There was another possibility, of course. It was possible that no matter what techniques or technologies we harnessed, no matter how much time we invested, we’d never find anything more, because perhaps there were no more graves to be found. Perhaps the dog had already done a thorough job. And shouldn’t I be hoping for that, after all: hoping that only three boys were buried here, no more? And yet, though I felt a tingle of shame, I scanned the ground avidly for signs of another burial.

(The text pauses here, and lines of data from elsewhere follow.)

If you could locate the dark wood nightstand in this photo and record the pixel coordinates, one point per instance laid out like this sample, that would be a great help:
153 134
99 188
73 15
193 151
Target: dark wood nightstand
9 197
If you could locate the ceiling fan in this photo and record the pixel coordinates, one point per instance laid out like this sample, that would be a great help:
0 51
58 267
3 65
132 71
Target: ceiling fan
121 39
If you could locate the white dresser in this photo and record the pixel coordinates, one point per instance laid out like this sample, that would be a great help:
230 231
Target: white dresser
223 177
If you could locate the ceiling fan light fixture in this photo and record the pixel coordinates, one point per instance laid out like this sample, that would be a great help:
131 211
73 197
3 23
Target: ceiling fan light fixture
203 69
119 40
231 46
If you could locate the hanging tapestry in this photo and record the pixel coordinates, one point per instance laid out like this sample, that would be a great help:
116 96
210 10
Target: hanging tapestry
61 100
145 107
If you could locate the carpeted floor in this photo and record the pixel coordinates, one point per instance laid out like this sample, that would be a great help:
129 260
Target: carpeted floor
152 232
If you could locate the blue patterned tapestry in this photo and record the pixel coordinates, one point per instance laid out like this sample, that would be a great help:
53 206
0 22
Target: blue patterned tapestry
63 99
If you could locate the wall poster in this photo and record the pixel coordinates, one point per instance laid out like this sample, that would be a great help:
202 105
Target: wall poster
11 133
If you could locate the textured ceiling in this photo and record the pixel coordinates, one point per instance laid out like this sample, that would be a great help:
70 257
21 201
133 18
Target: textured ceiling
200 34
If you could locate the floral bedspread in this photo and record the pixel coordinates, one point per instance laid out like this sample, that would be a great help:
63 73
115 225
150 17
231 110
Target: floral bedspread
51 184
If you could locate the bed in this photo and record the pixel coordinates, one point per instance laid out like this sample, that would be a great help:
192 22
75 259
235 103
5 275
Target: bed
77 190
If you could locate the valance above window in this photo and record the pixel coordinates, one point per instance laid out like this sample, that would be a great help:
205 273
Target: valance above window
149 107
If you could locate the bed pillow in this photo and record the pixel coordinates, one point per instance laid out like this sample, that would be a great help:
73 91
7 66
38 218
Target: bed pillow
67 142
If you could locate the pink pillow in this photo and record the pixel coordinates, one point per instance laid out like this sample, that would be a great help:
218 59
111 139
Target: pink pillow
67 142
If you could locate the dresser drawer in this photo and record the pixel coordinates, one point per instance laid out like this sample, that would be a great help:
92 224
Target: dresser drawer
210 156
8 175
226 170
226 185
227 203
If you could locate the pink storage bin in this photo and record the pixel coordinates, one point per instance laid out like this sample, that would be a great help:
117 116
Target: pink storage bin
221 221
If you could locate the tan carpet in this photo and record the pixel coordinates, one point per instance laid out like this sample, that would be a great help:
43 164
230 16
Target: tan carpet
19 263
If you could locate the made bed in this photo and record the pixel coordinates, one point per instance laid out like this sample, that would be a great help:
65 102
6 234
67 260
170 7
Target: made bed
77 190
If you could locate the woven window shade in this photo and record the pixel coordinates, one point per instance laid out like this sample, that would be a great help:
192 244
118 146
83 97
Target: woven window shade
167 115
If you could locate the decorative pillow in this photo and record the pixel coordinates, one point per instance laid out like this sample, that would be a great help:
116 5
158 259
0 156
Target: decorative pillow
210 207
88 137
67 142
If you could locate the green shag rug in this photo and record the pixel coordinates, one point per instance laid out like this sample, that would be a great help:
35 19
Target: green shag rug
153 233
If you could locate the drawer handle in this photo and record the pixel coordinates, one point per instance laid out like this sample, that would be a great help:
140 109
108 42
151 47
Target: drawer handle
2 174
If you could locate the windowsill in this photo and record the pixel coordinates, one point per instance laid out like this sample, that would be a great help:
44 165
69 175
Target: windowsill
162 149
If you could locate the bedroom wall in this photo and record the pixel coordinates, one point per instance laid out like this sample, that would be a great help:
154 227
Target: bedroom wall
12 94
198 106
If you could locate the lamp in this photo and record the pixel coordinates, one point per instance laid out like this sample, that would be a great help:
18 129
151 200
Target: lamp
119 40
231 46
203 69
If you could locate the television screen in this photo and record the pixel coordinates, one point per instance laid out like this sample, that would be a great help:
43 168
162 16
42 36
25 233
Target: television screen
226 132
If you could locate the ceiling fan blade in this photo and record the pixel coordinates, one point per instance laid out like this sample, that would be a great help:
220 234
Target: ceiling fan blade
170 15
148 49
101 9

At the end of the third cut, instead of making a U-turn and starting a fourth pass, the operator raised the blade and made for a briar patch at the far end of the site, where we’d decided we’d dump the dirt. There was a slight chance, of course, that we were dumping dirt atop a dozen undiscovered graves, but that was a chance we’d have to take; the dirt had to go somewhere, and putting it at the farthest edge of the site seemed a reasonable gamble. When he reached the briar patch, the operator opened a pair of large doors in the machine’s belly—like bomb-bay doors in a B-52—and dropped the load. Then he looped back and resumed where he’d left off.
I was waiting for him. Anxiously waiting. He lowered the blade again, farther, bringing the cut to eight inches, a depth I confirmed by measuring the wall of the trench. As another layer peeled from the ground, the coolness of the underlying earth caused the moisture in the air to condense, giving the clay a moist sheen in the glinting light.
Barely twenty yards after the grader had resumed its course, the blade snagged and yanked at the remnants of a root that had pushed its way down into the clay. But then, as the machine tore the root from the ground, I realized that the soil clinging to the root wasn’t pure clay; the clay was mixed with darker, looser topsoil. That same mixture, I saw with mounting excitement, extended well beyond the spot where the root had burrowed in. As I drew close and leaned down, I found myself peering down on an oval patch of disturbed soil, roughly two feet by four feet, Roughly the same dimensions as hundreds of Arikara Indian graves I’d excavated so many years ago in South Dakota. Silently, so as not to raise doubts about my sanity, I raised a triumphant war whoop.
Late in the morning, a Winnebago-like RV lumbered and scraped its way into the site—a mobile command post, Angie informed me. I wondered what Sheriff Judson thought about this latest development. Actually, I had a pretty good idea what the sheriff thought about it, since he chose to boycott the scene. What I didn’t know was what cajoling or threatening Riordan had done to get the command post onto the site.
Shortly after noon, a siren whooped from the direction of the command post, followed by a loudspeaker announcement that lunch was available in the tent. Tent? What tent? Then I noticed that at some point since the command post’s arrival, a big canvas canopy had been raised beside it, and underneath the canvas were tables loaded with food and drink.